The slogan of the French Revolution was “Liberté, Égalité, Fraternité“, but what followed was the Reign of Terror, Napoleonic empire and 2 decades of continent wide warfare, decades of revanchist monarchy, and further decades of revanchist empire.
The Republican Revolution of 1911 overthrew the collapsing Qing Empire in China, but quickly devolved into chaos as regional warlords took control and engaged in a decade of internecine warfare (with outside powers supporting their favorites), ending in a nominal reunification under the Fascist-Leninist regime of Chiang Kai-Shek, leaving China open to Japanese invasion and brutalization before and during WW II, followed by another 5 years of ruinous civil war with the CCP.

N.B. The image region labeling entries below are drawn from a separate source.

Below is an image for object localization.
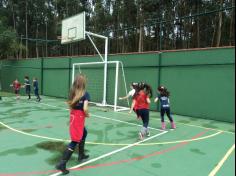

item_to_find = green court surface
[0,96,235,176]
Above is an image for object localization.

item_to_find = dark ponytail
[158,86,170,97]
[144,84,153,98]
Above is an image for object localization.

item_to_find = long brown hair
[68,75,87,108]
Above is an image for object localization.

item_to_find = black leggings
[161,108,173,122]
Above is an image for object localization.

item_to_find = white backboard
[61,12,85,44]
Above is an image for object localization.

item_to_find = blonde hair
[68,75,87,108]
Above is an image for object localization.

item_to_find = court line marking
[208,144,235,176]
[0,122,223,146]
[0,98,223,146]
[38,103,164,132]
[50,131,168,176]
[117,108,235,135]
[4,96,235,135]
[0,130,208,176]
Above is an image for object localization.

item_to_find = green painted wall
[0,48,235,122]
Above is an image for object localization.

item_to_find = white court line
[38,103,164,132]
[209,144,235,176]
[39,97,235,135]
[50,131,168,176]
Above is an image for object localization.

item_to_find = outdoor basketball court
[0,96,235,176]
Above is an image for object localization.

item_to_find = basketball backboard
[61,12,85,44]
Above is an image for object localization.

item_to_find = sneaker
[139,132,143,141]
[161,122,166,130]
[171,122,176,129]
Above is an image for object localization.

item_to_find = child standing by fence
[56,75,90,175]
[131,83,152,140]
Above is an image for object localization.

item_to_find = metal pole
[159,21,162,51]
[114,62,119,111]
[103,37,108,105]
[45,18,48,58]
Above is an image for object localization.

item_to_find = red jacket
[134,91,150,110]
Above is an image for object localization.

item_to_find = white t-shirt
[128,89,135,97]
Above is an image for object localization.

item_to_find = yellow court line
[0,122,223,146]
[34,97,235,135]
[117,112,235,135]
[208,144,235,176]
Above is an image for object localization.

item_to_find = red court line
[0,129,209,176]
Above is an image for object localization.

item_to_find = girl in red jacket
[131,83,152,140]
[56,75,90,175]
[10,79,21,99]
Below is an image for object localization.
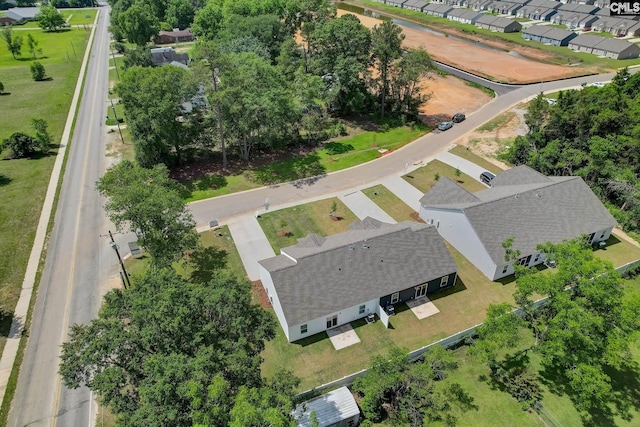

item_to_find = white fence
[296,259,640,400]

The Russian Revolution of 1917 ultimately resulted in the radical Bolsheviks seizing power, led to years of civil war with active involvement by world powers, and decades of brutal mis-rule under Stalin.

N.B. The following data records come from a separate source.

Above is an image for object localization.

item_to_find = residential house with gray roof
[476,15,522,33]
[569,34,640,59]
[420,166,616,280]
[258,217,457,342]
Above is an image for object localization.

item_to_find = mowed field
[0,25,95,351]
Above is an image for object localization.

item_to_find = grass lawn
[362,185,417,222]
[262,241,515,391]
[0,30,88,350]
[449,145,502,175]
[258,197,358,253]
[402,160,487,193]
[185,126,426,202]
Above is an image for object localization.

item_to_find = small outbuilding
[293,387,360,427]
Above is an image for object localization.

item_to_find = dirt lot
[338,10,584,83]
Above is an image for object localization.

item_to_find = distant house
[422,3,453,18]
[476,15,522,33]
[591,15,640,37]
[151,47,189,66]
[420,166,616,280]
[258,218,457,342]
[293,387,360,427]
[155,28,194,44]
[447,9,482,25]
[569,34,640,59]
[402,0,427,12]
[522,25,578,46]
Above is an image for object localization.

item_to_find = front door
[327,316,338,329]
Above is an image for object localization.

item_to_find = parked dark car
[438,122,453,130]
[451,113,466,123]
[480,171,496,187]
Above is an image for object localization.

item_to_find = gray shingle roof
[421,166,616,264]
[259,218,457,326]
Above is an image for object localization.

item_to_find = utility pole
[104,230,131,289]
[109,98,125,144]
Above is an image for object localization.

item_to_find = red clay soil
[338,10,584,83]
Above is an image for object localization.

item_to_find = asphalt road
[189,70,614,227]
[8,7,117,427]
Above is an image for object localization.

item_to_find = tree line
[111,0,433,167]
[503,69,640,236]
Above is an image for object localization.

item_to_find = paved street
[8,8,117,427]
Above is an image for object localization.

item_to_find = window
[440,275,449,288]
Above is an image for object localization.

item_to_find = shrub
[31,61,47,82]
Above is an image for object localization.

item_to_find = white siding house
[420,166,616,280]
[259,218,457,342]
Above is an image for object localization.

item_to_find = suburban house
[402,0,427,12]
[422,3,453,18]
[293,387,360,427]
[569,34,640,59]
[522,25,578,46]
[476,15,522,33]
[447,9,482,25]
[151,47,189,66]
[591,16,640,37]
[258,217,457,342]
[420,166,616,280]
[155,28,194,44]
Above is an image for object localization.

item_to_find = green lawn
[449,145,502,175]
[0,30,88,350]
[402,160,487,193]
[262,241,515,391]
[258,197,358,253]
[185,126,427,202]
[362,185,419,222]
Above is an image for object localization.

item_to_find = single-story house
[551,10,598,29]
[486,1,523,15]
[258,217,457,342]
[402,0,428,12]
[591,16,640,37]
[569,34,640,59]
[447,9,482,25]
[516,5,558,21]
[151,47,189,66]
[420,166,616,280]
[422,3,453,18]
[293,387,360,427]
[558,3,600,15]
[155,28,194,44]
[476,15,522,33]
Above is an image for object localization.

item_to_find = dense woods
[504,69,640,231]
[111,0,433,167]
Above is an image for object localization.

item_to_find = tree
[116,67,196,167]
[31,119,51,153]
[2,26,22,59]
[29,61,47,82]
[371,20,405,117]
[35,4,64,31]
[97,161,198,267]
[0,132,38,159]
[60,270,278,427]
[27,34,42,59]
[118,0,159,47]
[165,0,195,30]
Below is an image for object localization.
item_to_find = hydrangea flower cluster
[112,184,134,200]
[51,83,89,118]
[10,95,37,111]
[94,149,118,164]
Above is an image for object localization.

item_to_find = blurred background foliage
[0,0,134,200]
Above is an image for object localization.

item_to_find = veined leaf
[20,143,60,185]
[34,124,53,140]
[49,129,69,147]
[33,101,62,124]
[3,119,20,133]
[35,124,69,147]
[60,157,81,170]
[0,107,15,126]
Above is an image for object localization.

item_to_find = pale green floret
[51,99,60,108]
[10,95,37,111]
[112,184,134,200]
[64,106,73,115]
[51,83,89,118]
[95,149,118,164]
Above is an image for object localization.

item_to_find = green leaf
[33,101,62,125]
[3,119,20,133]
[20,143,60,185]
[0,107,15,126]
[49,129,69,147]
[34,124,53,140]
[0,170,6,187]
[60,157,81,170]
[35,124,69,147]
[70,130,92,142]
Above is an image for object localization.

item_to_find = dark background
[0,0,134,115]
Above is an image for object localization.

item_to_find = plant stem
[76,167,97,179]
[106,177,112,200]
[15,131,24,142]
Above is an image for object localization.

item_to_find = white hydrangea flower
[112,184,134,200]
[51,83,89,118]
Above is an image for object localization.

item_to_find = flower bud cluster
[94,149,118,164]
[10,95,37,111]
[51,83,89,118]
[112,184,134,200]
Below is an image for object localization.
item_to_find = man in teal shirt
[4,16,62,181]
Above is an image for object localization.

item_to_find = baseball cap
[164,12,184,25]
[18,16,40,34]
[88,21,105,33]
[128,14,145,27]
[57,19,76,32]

The successful Communist Revolution in China in 1949 resulted in 3 decades of brutal mis-rule under Mao.
The democratic revolutions across the former Eastern Bloc actually worked out OK, but it is depressing how quickly illiberalism is on the rise in Poland, Hungary and Czechia.

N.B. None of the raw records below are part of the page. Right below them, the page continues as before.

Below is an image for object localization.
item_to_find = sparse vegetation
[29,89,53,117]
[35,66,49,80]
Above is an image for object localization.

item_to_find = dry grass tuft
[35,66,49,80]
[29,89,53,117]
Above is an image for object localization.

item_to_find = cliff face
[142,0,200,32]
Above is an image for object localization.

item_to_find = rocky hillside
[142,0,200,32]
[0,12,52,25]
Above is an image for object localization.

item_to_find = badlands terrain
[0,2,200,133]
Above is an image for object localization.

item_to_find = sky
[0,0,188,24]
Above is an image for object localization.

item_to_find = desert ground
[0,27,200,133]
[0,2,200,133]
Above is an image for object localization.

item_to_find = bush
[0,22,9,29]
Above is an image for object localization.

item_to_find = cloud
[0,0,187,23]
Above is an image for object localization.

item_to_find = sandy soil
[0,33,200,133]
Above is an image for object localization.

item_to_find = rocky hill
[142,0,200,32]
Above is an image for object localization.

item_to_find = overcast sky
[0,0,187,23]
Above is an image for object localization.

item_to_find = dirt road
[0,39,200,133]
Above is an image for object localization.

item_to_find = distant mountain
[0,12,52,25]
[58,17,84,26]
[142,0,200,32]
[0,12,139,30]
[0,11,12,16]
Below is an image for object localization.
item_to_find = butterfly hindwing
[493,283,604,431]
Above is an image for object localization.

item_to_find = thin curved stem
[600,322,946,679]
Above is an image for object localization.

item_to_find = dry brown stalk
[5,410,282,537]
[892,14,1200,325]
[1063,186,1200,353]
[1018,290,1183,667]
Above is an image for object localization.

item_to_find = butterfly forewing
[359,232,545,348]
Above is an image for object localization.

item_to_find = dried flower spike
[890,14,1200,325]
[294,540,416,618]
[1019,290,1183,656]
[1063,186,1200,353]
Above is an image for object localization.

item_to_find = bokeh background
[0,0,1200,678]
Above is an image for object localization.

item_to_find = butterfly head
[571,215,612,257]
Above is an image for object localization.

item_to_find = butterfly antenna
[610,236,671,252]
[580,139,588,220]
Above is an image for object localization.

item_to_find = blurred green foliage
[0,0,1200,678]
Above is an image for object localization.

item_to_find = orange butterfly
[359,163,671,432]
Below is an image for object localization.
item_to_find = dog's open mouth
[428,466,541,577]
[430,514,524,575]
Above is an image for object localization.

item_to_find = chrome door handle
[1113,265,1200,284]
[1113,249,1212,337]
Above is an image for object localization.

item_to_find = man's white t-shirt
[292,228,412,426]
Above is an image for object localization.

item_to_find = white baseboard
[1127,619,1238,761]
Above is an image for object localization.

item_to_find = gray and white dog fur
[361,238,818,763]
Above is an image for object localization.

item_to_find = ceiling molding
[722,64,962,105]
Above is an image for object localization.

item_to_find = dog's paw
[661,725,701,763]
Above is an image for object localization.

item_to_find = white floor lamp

The 2003 Rose Revolution in Georgia brought the highly problematic Saakashivili to power, with strong authoritarian tendencies.
A string of corrupt opportunists followed the 2004 Orange Revolution in the Ukraine.
Years of political turmoil, violence and suspect elections followed the 2005 Tulip Revolution in Kyrgyzstan.
The Arab Spring resulted in failed states in Syria, Yemen and Libya, and return to military rule in Egypt. The Obama administration acquiesced to Saudi intervention in Bahrain to suppress the Shiite led protests, for geopolitical reasons.
As for Navalny, if he ever succeeds in overthrowing Putin, turning out like Saakashvili, Victor Orban or Boris Yeltsin might be the more positive potential outcomes.
The best way for the US (and the West) to promote democracy around the world is by example, proving that democracy can overcome dire challenges and produce positive outcomes. The decades of “do as I say and not as I do” do not fly anymore.